EA =/= Utilitarianism?
However, it would be wrong to claim EA is purely consequential although it certainly is similar. According to 50000 hours, “it is maximising, it is primarily focused on improving wellbeing, many members of the community make significant sacrifices in order to do more good, and many members of the community self-describe as utilitarians”. However, the difference is that “does not claim that one must always sacrifice one’s own interests if one can benefit others to a greater extent.” or that “one ought always to do the good, no matter what the means”. Rather, that there are “pro tanto reasons to promote the good, and that improving wellbeing is of moral value.” This is why EA often discourages people from opting into harmful careers in order to make more money to donate - often called the earning to give approach. Because we can be wrong about our calculus on the extent of harm we do, and once you opt into a career, it is often hard to reverse.
Hence, while EA and utilitarianism share benefits it is not identical. The issue is however, this does not tackle the idea that they still often dehumanise peoples struggles and are okay with justifying taking away the fundamental rights of the most vulnerable.
My final take :
I think there are various ways in which EA is defined and perceived in the status quo. But the large principles of doing good and that it is better to try to estimate the good we can do and be wrong than never attempting is convincing. However, the community has various changes it could include to be more inclusive, be more ethically convincing and be even more effective than now.

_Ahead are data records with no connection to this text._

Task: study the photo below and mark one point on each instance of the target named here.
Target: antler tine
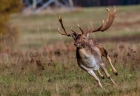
(61, 22)
(63, 33)
(81, 29)
(109, 21)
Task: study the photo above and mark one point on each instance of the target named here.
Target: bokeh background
(35, 60)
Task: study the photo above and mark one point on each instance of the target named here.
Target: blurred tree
(7, 31)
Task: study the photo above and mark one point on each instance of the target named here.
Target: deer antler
(109, 21)
(61, 22)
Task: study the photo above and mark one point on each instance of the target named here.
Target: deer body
(88, 58)
(88, 52)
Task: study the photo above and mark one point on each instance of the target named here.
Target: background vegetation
(44, 63)
(7, 31)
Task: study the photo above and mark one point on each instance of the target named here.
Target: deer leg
(100, 74)
(105, 54)
(113, 68)
(107, 74)
(91, 72)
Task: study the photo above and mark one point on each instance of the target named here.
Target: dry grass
(44, 63)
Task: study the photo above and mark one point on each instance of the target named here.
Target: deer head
(82, 39)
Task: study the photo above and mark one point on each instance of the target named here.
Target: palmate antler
(66, 34)
(103, 27)
(109, 21)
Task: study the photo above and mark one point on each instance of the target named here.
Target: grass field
(43, 62)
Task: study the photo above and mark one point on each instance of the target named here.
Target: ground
(43, 62)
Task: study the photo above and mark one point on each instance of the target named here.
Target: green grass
(43, 62)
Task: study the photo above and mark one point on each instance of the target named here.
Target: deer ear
(73, 35)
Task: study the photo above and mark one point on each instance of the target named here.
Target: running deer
(88, 52)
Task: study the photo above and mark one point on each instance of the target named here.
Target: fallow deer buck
(88, 52)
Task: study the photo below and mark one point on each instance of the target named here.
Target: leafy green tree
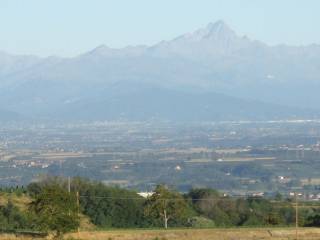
(110, 206)
(165, 205)
(56, 210)
(11, 218)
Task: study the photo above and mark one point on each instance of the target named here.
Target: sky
(71, 27)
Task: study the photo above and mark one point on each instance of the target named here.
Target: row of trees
(57, 208)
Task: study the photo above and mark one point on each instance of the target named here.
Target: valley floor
(191, 234)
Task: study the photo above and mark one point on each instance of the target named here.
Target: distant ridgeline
(208, 75)
(55, 205)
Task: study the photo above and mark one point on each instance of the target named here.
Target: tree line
(56, 205)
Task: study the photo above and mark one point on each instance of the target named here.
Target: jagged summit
(214, 30)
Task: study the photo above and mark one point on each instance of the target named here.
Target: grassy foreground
(192, 234)
(203, 234)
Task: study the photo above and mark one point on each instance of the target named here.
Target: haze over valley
(210, 74)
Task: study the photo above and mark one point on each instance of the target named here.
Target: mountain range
(206, 75)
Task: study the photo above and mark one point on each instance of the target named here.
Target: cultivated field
(192, 234)
(203, 234)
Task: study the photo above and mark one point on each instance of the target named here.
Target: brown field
(192, 234)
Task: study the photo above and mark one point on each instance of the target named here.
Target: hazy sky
(71, 27)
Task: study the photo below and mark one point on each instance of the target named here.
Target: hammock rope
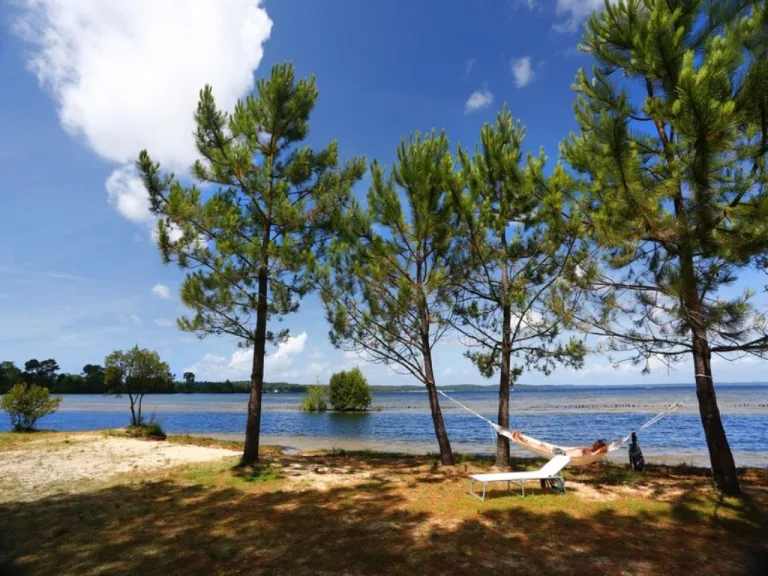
(542, 448)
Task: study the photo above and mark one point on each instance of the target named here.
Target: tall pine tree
(386, 290)
(513, 256)
(249, 236)
(672, 190)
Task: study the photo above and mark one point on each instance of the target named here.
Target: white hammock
(580, 456)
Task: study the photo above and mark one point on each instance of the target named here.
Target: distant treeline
(91, 381)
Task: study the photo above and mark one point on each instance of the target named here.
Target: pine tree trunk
(502, 442)
(446, 454)
(720, 456)
(253, 425)
(133, 412)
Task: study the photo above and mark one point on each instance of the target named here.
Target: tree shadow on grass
(370, 528)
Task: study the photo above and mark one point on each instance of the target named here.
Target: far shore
(314, 444)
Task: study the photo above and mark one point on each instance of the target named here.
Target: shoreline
(299, 444)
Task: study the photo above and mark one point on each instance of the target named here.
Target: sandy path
(82, 459)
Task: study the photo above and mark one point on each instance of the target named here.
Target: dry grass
(367, 513)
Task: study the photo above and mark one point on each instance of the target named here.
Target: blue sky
(87, 84)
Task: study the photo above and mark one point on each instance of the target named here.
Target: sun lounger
(550, 471)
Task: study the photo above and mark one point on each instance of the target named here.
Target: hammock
(580, 456)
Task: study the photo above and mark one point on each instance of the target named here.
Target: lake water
(566, 415)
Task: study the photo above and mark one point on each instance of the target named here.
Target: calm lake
(566, 415)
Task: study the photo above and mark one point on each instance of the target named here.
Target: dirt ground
(79, 460)
(96, 506)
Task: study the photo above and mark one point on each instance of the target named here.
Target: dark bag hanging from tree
(636, 460)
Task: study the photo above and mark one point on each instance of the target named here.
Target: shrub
(27, 404)
(150, 430)
(315, 400)
(350, 391)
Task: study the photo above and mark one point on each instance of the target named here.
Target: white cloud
(575, 11)
(281, 364)
(285, 354)
(126, 75)
(479, 99)
(126, 192)
(161, 291)
(522, 71)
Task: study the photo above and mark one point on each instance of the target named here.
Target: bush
(315, 400)
(151, 430)
(27, 404)
(350, 391)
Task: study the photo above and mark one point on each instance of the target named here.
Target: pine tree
(671, 158)
(511, 304)
(250, 235)
(386, 289)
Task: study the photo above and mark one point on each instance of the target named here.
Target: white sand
(84, 458)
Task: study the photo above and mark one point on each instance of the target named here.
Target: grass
(400, 516)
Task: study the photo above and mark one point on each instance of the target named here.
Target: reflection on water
(562, 415)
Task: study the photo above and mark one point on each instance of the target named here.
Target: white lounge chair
(550, 471)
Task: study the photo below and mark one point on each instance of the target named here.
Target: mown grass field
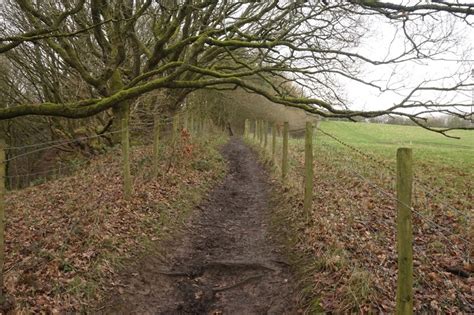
(348, 245)
(383, 140)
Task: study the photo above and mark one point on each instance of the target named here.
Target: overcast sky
(383, 41)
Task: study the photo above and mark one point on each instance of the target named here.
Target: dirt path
(224, 262)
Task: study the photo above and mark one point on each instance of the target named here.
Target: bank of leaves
(65, 239)
(346, 251)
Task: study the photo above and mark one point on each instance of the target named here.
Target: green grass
(428, 146)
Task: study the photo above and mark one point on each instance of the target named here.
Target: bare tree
(118, 50)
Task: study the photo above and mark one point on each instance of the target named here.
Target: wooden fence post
(273, 141)
(246, 127)
(191, 124)
(404, 232)
(265, 134)
(125, 142)
(308, 163)
(156, 144)
(2, 215)
(284, 160)
(254, 129)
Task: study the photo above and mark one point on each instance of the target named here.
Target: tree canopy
(78, 58)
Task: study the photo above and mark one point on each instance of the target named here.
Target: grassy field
(427, 146)
(347, 248)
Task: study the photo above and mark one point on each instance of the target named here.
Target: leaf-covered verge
(65, 239)
(345, 254)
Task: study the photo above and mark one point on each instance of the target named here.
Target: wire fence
(35, 151)
(345, 178)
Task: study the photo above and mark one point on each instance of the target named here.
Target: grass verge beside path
(65, 239)
(346, 251)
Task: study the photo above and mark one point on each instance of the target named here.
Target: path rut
(224, 261)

My personal evaluation of these various and often conflicting views is that there is a middle to be met between the 2 extreme ends. Perhaps it is true, some causes need to be deprioritized. But it is worth trading off aspects like animal welfare or blindness in dogs in order to funnel that money into the ultra poor. Not only because pragmatically, this would make EA lot more popular and a larger pool of funding allows for EA to be flexible, increase research to truly find what is more effective, but also because this would allow for EA to contribute to alleviate the worst forms of human suffering.